The RBA cut rates overnight, a move that was no wholly a surprise given the much weaker than expected inflation data seen last week. That said, when combined with the tone from the accompanying statement, the Aussie plunged more than 1 big figure to the 0.7560 area, before staging a modest recovery into the European close. One of the factors holding back the RBA in recent months has been the housing market, but here the RBA noted the strengthening lending standards and easing price pressures, which effectively removed the last barrier to easier policy. The move is the latest in an easing cycle that started with rates at 4.75% back in mid-2011, the longest pause being see mid-2013 to late 2014, where rates sat at 2.50%. The effect has been to move the Aussie from over-valued carry trade favourite to a more ‘rank and file’ commodity currency. The move will focus attention on both the RBNZ and BoC, both of whom are now stronger candidates for lower rates.

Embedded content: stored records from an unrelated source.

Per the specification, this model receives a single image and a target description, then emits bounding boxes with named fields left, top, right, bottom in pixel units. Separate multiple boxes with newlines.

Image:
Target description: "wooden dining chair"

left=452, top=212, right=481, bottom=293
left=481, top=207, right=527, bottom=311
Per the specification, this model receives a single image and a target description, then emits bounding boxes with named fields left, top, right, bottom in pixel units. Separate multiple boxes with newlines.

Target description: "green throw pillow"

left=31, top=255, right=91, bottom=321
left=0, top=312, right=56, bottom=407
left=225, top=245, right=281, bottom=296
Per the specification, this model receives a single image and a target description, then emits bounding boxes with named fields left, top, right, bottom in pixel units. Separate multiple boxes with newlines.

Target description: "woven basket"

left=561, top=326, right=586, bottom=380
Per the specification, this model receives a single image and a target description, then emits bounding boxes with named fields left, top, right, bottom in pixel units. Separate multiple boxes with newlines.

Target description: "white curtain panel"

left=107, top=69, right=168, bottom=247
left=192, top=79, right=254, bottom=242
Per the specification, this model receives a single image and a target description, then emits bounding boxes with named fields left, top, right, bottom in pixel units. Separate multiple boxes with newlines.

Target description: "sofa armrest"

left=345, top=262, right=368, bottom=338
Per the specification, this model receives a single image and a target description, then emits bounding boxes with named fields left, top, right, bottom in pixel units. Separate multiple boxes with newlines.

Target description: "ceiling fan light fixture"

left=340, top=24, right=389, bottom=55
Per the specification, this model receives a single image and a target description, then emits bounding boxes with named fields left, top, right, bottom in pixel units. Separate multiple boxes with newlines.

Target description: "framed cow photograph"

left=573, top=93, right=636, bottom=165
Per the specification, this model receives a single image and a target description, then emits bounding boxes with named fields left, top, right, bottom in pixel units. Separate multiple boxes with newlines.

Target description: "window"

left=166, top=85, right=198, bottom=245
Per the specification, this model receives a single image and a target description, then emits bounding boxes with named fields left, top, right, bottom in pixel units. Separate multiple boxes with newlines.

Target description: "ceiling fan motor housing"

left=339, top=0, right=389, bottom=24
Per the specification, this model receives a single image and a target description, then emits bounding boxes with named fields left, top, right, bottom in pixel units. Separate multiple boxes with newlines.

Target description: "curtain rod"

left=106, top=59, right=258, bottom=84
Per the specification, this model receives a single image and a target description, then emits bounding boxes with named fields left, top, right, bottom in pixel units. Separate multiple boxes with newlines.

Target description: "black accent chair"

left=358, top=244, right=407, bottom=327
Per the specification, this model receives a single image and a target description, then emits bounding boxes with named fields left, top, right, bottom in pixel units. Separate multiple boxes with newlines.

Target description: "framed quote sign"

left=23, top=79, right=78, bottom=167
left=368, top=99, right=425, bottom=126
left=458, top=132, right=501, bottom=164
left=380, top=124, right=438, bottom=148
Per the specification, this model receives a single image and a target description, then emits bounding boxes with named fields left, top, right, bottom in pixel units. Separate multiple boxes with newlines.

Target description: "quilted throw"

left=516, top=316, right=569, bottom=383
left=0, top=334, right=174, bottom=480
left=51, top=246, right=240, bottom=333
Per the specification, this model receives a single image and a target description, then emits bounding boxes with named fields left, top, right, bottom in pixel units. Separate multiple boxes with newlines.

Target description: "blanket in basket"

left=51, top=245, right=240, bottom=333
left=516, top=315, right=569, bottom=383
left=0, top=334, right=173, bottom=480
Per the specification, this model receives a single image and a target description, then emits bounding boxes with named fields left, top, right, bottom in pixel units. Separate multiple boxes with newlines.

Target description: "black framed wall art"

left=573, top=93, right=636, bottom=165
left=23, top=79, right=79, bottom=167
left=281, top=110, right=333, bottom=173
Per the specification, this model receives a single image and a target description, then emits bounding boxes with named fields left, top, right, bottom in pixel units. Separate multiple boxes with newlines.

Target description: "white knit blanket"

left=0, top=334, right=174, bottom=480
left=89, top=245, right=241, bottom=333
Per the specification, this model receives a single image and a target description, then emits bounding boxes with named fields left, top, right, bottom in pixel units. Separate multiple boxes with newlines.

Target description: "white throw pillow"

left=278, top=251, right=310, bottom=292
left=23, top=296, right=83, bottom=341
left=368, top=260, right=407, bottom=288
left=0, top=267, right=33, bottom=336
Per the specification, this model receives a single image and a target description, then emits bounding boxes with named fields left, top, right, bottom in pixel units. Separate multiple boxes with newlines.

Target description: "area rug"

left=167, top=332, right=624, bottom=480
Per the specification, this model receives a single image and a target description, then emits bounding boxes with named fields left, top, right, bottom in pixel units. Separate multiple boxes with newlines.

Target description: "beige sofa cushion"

The other stand-out in overnight price action has been the yen, where we’ve seen a push below the 106.00 level on USDJPY. BoJ Governor Kuroda yesterday warned of the consequences of yen strength on the economy and once again re-iterated the BoJ’s willingness to take further policy measures to hit the 2% inflation target. But markets have become pretty immune to such talk. The yen remains under-valued on many longer-term measures, so for now markets are betting that this will dominate anything that the authorities can do to weaken the currency. The generally weaker tone to the US dollar has also seen the euro and sterling push through key levels, with EURUSD through the 1.1495 mid-October high and cable now at levels seen early Jan. The data calendar is on the light side today for FX markets, with just manufacturing PMI data for the UK at 08:30 GMT and jobs data in New Zealand the next key focus overnight.